Artist’s Statement Twenty eight years ago, I moved to the woods outside of Gifu Prefecture, Japan and founded a craft community, “Oak Village” with my friends. It was created with the goal of establishing a self-sufficient community focused on making local crafts as well as communing with nature. Along with my husband, I started a woodworking school that was the first school in Japan to emphasize forestry and environmental education in its curriculum. My basketry changed dramatically after a walk through the woods. My work greatly utilizes and reflects nature. I teach the craft of basket weaving at Shinrin Takumi Juku and Shinrin Bunka Academy.

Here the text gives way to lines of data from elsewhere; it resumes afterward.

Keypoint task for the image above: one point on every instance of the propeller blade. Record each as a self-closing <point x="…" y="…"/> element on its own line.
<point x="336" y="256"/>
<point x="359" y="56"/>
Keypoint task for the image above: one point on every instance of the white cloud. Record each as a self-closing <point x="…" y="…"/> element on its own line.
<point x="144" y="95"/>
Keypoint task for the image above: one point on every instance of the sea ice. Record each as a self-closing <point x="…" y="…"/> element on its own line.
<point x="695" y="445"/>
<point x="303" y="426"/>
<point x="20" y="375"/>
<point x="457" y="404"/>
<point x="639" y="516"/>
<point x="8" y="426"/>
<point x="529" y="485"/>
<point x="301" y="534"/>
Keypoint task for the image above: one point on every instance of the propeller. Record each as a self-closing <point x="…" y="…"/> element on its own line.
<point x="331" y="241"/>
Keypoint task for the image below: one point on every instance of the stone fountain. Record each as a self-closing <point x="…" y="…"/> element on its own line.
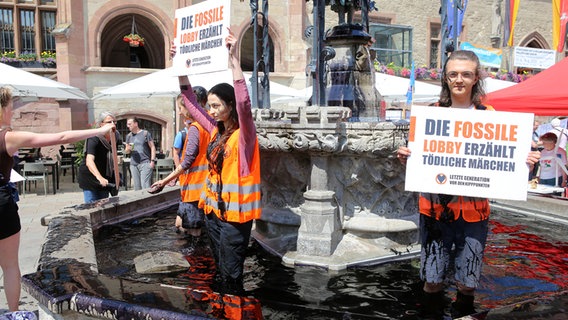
<point x="333" y="191"/>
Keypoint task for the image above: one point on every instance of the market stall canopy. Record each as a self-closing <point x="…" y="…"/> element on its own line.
<point x="165" y="83"/>
<point x="544" y="94"/>
<point x="496" y="84"/>
<point x="394" y="88"/>
<point x="27" y="84"/>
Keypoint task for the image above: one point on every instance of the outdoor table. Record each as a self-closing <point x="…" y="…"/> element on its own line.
<point x="52" y="164"/>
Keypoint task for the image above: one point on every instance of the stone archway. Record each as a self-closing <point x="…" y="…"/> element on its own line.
<point x="117" y="53"/>
<point x="534" y="40"/>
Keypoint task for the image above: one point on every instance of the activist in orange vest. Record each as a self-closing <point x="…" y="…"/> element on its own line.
<point x="453" y="228"/>
<point x="231" y="197"/>
<point x="191" y="180"/>
<point x="239" y="200"/>
<point x="191" y="171"/>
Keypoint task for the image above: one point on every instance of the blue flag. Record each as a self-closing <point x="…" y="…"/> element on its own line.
<point x="410" y="91"/>
<point x="455" y="31"/>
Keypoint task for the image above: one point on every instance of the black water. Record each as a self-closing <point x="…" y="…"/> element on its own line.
<point x="525" y="258"/>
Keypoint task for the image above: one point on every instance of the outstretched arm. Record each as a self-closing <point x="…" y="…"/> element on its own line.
<point x="18" y="139"/>
<point x="247" y="137"/>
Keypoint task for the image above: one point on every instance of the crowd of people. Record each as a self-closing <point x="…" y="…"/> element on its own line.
<point x="218" y="168"/>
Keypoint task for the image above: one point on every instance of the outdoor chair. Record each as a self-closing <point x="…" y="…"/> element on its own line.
<point x="66" y="163"/>
<point x="34" y="171"/>
<point x="164" y="167"/>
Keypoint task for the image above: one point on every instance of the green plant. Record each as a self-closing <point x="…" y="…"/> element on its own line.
<point x="27" y="57"/>
<point x="48" y="57"/>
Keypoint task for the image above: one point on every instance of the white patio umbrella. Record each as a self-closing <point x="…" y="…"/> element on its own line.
<point x="165" y="83"/>
<point x="27" y="84"/>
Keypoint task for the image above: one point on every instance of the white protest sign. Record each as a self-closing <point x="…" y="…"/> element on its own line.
<point x="199" y="36"/>
<point x="469" y="152"/>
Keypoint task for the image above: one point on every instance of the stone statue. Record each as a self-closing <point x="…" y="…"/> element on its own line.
<point x="496" y="21"/>
<point x="346" y="8"/>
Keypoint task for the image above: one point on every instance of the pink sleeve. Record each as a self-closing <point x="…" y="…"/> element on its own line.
<point x="198" y="113"/>
<point x="247" y="138"/>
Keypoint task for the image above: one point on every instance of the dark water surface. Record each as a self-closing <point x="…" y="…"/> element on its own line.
<point x="524" y="258"/>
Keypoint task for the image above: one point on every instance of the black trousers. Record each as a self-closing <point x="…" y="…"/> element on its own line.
<point x="229" y="242"/>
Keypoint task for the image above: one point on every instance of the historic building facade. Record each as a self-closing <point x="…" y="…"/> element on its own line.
<point x="87" y="36"/>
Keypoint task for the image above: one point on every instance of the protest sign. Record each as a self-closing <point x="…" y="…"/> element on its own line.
<point x="469" y="152"/>
<point x="199" y="36"/>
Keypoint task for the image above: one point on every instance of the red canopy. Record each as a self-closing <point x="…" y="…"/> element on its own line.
<point x="545" y="94"/>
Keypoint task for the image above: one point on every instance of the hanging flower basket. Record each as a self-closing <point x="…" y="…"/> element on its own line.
<point x="134" y="40"/>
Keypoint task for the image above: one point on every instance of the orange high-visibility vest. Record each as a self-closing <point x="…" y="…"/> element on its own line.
<point x="191" y="181"/>
<point x="240" y="195"/>
<point x="472" y="209"/>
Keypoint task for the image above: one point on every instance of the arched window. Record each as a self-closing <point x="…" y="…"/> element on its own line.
<point x="247" y="49"/>
<point x="116" y="52"/>
<point x="155" y="129"/>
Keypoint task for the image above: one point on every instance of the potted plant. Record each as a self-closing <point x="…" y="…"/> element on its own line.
<point x="134" y="40"/>
<point x="47" y="58"/>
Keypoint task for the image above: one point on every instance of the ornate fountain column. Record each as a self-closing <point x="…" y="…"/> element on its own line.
<point x="320" y="230"/>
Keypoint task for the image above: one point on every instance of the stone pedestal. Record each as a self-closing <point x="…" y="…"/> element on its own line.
<point x="320" y="230"/>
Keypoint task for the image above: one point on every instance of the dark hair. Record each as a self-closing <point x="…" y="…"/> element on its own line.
<point x="201" y="95"/>
<point x="549" y="136"/>
<point x="216" y="148"/>
<point x="477" y="92"/>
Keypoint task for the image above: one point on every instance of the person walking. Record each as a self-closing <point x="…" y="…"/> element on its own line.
<point x="453" y="228"/>
<point x="96" y="174"/>
<point x="179" y="140"/>
<point x="10" y="142"/>
<point x="231" y="194"/>
<point x="140" y="146"/>
<point x="192" y="171"/>
<point x="552" y="162"/>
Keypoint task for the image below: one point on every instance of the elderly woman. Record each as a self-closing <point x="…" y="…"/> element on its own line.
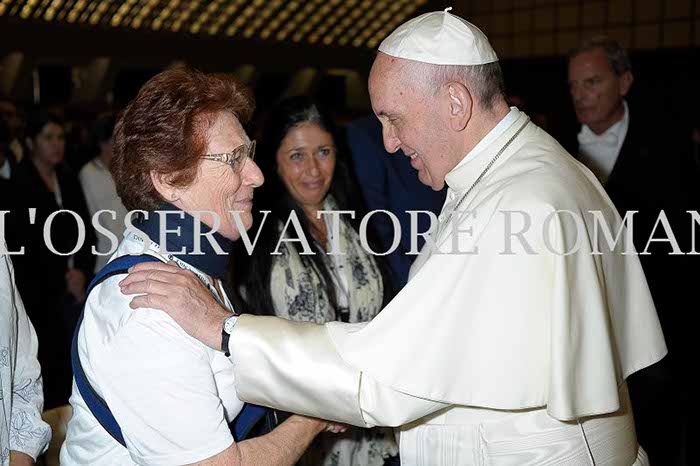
<point x="306" y="173"/>
<point x="179" y="148"/>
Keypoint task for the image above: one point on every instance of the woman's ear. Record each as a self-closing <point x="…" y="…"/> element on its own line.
<point x="460" y="105"/>
<point x="162" y="184"/>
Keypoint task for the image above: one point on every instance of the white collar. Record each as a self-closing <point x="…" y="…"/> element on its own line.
<point x="472" y="161"/>
<point x="492" y="135"/>
<point x="610" y="136"/>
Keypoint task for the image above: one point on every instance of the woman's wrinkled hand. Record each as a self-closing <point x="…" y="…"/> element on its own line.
<point x="180" y="294"/>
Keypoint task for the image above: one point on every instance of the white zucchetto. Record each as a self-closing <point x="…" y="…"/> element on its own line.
<point x="439" y="38"/>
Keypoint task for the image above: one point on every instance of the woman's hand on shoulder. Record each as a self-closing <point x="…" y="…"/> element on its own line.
<point x="180" y="294"/>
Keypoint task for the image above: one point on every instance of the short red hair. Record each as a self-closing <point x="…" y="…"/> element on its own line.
<point x="164" y="130"/>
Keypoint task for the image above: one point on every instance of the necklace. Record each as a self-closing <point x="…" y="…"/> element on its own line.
<point x="481" y="176"/>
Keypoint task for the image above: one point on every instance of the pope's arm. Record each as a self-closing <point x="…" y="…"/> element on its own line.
<point x="294" y="366"/>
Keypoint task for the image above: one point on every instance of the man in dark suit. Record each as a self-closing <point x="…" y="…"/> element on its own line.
<point x="388" y="182"/>
<point x="649" y="175"/>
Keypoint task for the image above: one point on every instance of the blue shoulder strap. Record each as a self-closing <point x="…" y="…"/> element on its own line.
<point x="249" y="416"/>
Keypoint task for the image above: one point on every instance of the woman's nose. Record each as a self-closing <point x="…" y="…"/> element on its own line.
<point x="251" y="174"/>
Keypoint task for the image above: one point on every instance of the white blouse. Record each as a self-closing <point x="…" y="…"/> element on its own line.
<point x="21" y="396"/>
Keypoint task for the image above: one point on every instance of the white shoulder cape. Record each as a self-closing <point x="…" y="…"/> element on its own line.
<point x="519" y="330"/>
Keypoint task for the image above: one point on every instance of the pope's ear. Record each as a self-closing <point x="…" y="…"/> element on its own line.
<point x="460" y="105"/>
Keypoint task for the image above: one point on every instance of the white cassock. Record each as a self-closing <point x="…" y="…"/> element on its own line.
<point x="512" y="355"/>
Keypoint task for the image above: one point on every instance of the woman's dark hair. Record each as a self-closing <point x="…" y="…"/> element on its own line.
<point x="38" y="118"/>
<point x="104" y="127"/>
<point x="253" y="272"/>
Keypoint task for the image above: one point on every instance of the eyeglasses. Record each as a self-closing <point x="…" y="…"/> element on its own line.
<point x="236" y="158"/>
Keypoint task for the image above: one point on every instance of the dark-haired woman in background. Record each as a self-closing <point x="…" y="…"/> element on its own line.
<point x="52" y="285"/>
<point x="306" y="173"/>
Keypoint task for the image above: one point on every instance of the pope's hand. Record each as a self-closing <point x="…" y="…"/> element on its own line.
<point x="181" y="295"/>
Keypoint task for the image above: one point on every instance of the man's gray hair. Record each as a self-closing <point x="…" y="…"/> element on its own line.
<point x="615" y="53"/>
<point x="485" y="82"/>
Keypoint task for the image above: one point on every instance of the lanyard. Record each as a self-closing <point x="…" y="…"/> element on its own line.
<point x="215" y="288"/>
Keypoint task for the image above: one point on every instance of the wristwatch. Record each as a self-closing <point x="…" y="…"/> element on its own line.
<point x="226" y="330"/>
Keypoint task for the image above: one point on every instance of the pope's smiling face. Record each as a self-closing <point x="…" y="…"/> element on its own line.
<point x="412" y="120"/>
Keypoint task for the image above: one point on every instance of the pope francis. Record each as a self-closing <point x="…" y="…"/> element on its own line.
<point x="511" y="343"/>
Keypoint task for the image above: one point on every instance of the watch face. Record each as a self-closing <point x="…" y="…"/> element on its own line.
<point x="229" y="323"/>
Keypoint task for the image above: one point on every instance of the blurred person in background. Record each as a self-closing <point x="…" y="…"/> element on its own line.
<point x="306" y="172"/>
<point x="100" y="191"/>
<point x="641" y="159"/>
<point x="388" y="183"/>
<point x="52" y="284"/>
<point x="13" y="125"/>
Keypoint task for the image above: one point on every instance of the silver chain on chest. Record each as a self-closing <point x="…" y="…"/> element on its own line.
<point x="481" y="176"/>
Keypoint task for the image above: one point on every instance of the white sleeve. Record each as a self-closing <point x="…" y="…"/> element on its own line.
<point x="29" y="434"/>
<point x="159" y="385"/>
<point x="270" y="352"/>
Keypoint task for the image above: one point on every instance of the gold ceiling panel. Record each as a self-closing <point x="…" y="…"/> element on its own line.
<point x="358" y="23"/>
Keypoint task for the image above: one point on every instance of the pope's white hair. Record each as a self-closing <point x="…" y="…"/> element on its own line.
<point x="485" y="82"/>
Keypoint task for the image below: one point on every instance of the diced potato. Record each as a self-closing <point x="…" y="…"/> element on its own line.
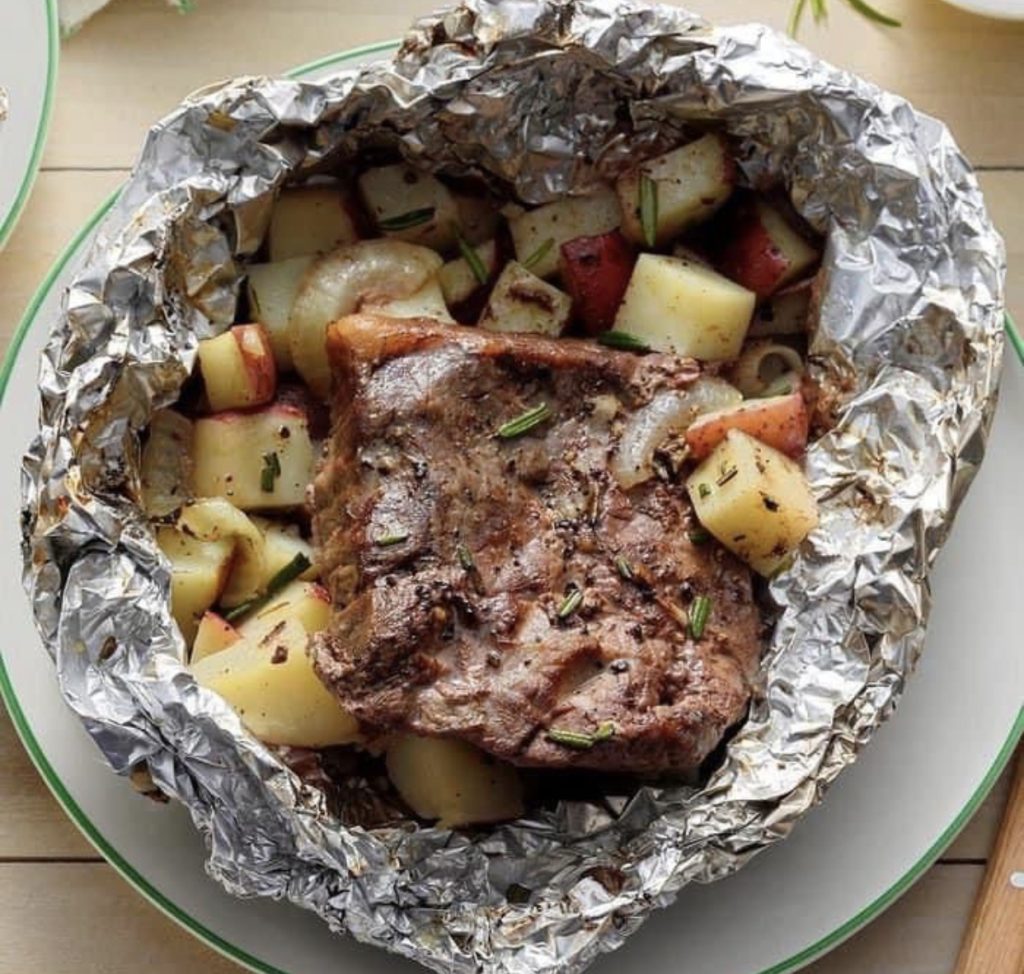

Nobuko Ueda’s pieces show a unique mixture of faultless structure with a playfulness of tone that makes her woven sculptures especially distinct from the rest of the art world. The weave and the balance of her creations is especially subtle and strategic—at first the pieces seem especially loose and malleable, but the intricacy of the weave and the detail put into the weight and tension of the work begins to come for the longer one experiences her art. This hidden skill of Ueda’s has been perfected over a long career in the world of basketry—most recently, she has been honored to be shown at Miniartextil Como in 2008 (Italy), the 48th Annual Japan Crafts exhibition I 2009, the Japan Jewelry Art Exhibition in 2010, the 74th Exhibition of Sinseisaku, the 2011 Japan/Korea Art Exchange Exhibition, the 2011 and 2012 “Scythia” show of Textile Art in the Ukraine, and New York’s SOFA Exhibition in 2012.
Emiko Yoshiya has had a long and established career in the basketry world. She began exhibiting in shows in 1985, starting out with more classical art forms, specifically the traditional Japanese art of weaving and dyeing textiles. In 1987, however, she took a workshop in basketry, and began studying under the tutelage of Hisako Sekijima, and has since been fascinated by the experimentation of contemporary woven forms. She now participates annually in the Japanese Basketry Exhibition, and has branched out to exhibit her works in shows in Milan and in the Japan/Korea Joint Arts Exhibition. Currently, she works as the Arts and Crafts Instructor at Taihei Gakain in Osaka.